Many farms experience outbreaks of respiratory disease at key points in the production cycle. Pigs are particularly vulnerable when they are subject to stress after moving and handling, following weaning and in the early fattening period," explained Nigel Lodge, technical services manager at Pfizer Animal Health.

"We know that individual farms tend to have a definable disease pattern, and that enables preventative medication to be used strategically," he added. &

Using an injectable product can be more reliable as individual pigs are assured of reciveing the correct dose. In-feed or water medication cannot offer that assurance as the amount consumed is down to the pigs.

Predictable assurance
Pfizer says that Draxxin offers predictable dosing and a complete course of treatment in one injection. A single dose provides up to 15 days' antibiotic activity, which will cover the pigs through the risk period.

Mr Lodge says studies in Germany and the Netherlands haver shown the efficacy of in-contact treatment with Draxxin.

The German finishing unit had a history of respiratory problems occurring around 30 days after wpigs were moved into the finishing barns. In the studies a group of 1500 pigs were given one dose of Draxxin or eight days' in-feed medication with doxycycline (12.5 mg/kg) on arrival.

Observations showed that the Draxxin-treated group required less re-treatment, grew 25 grams more per day and went to slaughter around nine days earlier than those givin in-feed medication. Carcase weights were also higher and the overall benefit was increased profitability of 1.71 Euros per pig.

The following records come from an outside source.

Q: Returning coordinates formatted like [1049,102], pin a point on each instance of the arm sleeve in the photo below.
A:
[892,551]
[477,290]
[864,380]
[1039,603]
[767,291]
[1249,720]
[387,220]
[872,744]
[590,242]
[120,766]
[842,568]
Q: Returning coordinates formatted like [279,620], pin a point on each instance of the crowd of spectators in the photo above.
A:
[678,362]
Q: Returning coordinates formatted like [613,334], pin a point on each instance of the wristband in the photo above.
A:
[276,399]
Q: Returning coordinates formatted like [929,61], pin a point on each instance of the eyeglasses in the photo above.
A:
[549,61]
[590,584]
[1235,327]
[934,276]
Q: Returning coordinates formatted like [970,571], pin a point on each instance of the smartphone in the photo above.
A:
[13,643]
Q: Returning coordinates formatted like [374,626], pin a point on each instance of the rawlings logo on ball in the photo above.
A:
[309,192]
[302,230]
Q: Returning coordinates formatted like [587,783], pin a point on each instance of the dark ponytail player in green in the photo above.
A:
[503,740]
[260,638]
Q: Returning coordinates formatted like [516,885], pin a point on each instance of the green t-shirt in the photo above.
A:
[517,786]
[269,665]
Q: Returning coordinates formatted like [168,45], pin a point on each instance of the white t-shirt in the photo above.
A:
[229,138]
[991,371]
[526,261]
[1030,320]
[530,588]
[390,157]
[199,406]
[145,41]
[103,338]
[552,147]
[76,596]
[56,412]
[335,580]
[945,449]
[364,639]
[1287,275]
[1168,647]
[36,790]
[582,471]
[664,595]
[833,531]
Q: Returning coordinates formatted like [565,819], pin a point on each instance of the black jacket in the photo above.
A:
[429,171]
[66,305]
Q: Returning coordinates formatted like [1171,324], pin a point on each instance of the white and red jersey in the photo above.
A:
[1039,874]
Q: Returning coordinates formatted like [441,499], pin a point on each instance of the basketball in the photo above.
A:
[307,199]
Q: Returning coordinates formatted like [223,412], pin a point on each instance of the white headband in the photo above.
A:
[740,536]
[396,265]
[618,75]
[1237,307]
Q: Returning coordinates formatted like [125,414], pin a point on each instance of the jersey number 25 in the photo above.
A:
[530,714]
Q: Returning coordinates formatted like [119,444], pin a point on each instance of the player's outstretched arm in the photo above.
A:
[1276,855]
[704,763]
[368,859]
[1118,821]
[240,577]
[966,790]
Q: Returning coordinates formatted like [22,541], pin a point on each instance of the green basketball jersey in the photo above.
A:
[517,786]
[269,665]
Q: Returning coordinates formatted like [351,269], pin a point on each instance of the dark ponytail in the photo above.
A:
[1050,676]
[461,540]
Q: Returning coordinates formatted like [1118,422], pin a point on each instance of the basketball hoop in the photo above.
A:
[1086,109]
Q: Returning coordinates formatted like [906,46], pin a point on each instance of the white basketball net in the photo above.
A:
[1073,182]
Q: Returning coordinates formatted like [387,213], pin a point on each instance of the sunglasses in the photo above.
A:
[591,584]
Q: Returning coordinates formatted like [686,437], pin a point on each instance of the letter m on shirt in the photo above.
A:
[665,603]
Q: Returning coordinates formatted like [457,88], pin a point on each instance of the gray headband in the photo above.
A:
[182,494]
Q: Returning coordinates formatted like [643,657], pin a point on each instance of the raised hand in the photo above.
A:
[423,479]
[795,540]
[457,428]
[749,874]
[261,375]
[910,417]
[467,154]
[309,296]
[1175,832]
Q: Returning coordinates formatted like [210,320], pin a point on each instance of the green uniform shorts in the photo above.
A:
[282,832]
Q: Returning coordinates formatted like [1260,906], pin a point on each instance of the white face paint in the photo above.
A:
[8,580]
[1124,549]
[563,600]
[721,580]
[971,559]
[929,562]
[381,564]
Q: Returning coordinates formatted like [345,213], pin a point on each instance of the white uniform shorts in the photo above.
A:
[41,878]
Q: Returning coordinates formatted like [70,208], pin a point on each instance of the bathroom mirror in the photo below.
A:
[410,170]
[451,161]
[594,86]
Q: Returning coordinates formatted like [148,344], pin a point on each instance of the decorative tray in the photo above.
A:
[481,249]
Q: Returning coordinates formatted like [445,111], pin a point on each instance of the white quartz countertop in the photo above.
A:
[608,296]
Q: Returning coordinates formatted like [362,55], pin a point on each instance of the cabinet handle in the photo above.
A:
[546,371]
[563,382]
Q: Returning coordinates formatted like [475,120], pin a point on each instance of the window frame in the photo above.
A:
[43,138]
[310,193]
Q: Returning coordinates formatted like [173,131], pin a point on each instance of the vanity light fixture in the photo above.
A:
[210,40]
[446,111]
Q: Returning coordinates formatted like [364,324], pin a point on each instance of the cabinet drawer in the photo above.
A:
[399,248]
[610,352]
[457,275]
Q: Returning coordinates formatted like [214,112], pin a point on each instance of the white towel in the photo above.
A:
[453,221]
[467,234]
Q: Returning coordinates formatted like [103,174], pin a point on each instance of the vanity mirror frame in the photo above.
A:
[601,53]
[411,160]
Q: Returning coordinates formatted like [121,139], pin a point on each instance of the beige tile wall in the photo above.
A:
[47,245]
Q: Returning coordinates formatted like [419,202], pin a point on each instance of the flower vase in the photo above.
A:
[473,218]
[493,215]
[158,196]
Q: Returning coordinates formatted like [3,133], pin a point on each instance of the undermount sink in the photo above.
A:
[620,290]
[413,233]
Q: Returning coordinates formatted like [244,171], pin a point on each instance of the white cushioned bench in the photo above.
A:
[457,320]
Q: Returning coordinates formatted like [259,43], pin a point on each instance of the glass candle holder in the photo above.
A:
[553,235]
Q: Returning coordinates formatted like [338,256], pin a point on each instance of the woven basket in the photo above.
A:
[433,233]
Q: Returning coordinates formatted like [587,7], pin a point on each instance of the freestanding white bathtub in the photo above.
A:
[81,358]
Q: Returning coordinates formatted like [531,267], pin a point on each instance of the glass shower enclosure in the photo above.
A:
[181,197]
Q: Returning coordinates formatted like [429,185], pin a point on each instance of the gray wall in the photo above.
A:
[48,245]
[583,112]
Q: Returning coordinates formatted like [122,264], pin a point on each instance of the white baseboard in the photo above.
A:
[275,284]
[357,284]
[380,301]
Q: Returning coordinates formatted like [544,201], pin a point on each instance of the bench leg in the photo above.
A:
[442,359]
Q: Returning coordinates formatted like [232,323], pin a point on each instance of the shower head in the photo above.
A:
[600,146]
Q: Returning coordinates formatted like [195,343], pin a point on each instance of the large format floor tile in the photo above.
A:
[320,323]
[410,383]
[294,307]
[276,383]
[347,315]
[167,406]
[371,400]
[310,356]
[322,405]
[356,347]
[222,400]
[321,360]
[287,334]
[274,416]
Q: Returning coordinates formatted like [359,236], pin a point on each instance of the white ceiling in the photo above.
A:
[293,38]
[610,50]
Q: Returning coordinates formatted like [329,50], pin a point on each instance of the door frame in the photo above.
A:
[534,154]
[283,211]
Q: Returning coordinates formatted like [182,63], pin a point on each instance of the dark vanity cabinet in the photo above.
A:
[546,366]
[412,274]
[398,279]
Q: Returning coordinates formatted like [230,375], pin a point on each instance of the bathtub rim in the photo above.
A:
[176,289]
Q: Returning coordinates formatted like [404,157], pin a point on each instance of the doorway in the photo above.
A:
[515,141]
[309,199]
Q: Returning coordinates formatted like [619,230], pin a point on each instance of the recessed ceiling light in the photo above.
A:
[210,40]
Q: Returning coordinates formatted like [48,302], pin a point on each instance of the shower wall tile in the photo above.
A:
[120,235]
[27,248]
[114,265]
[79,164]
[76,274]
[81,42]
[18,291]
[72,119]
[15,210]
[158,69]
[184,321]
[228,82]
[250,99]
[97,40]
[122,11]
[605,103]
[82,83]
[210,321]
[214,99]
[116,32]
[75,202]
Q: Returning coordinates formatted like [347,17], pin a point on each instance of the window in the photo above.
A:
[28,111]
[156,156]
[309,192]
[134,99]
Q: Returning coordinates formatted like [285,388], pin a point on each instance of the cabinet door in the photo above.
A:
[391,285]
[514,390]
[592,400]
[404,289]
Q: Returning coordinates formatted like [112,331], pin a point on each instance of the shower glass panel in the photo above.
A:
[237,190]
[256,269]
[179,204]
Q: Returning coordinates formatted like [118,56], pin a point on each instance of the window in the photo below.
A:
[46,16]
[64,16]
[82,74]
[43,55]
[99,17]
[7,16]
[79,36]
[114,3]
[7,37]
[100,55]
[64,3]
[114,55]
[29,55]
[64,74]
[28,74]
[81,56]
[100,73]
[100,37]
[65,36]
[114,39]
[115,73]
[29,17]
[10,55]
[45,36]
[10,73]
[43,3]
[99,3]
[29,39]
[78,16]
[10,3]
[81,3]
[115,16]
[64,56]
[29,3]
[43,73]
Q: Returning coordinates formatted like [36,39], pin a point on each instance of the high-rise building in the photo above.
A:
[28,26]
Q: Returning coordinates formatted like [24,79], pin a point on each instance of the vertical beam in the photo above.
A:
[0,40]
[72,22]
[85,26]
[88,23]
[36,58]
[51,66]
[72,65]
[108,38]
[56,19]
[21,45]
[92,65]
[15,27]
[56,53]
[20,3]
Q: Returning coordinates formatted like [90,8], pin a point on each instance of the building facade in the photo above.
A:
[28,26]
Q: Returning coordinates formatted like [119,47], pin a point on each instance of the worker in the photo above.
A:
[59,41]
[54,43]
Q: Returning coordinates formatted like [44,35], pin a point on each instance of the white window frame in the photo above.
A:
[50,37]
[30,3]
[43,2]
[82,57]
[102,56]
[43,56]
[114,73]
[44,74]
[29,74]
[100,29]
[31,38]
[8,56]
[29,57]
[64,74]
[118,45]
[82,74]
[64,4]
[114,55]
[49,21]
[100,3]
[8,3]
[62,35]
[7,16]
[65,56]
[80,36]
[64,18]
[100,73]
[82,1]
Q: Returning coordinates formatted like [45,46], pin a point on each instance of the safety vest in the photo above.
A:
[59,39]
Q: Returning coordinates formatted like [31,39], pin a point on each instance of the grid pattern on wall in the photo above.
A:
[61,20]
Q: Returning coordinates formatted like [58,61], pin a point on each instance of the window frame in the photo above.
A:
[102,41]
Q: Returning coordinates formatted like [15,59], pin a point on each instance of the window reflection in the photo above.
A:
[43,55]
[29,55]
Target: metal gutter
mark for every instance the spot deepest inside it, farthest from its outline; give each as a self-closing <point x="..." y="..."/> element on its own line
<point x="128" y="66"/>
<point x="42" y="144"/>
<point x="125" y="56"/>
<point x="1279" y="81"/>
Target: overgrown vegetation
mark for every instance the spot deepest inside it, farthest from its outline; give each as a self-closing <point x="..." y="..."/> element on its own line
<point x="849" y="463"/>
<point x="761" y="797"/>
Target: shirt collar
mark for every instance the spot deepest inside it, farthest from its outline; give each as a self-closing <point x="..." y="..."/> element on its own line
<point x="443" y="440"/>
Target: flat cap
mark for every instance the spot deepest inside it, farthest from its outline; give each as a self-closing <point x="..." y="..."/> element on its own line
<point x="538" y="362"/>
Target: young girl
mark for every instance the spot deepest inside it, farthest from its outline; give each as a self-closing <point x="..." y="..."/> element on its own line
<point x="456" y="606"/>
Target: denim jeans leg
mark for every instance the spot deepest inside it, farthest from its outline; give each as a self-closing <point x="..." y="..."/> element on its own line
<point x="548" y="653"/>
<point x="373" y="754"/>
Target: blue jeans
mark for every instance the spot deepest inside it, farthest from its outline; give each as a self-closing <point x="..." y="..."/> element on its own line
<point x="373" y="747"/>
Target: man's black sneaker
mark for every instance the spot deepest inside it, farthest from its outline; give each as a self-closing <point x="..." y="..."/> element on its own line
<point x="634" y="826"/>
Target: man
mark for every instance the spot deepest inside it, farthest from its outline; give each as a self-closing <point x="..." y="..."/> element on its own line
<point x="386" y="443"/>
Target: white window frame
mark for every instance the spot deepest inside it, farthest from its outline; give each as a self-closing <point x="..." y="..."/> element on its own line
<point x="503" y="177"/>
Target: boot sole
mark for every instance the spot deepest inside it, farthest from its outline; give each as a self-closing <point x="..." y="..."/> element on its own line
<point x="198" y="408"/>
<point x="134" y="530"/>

The Dutch unit, was a split sire breeding and finsihing farm, with 450 sows and 120 gilts and 3000 finishing places. It experienced increased respiratory problems following a PRRS outbreak and post-mortem results showed 52 per cent of lungs had lesions and 37 per cent had pleuritis.

New management measures to interrupt the infection cycle, which included the use of Draxxin at three days before weaning, led to decreased disease levels and less antibiotic use in the finishing unit. The number of pigs with lung lesions dropped to 2.8 per cent and the incidence of pleuritis fell to 4.3 per cent.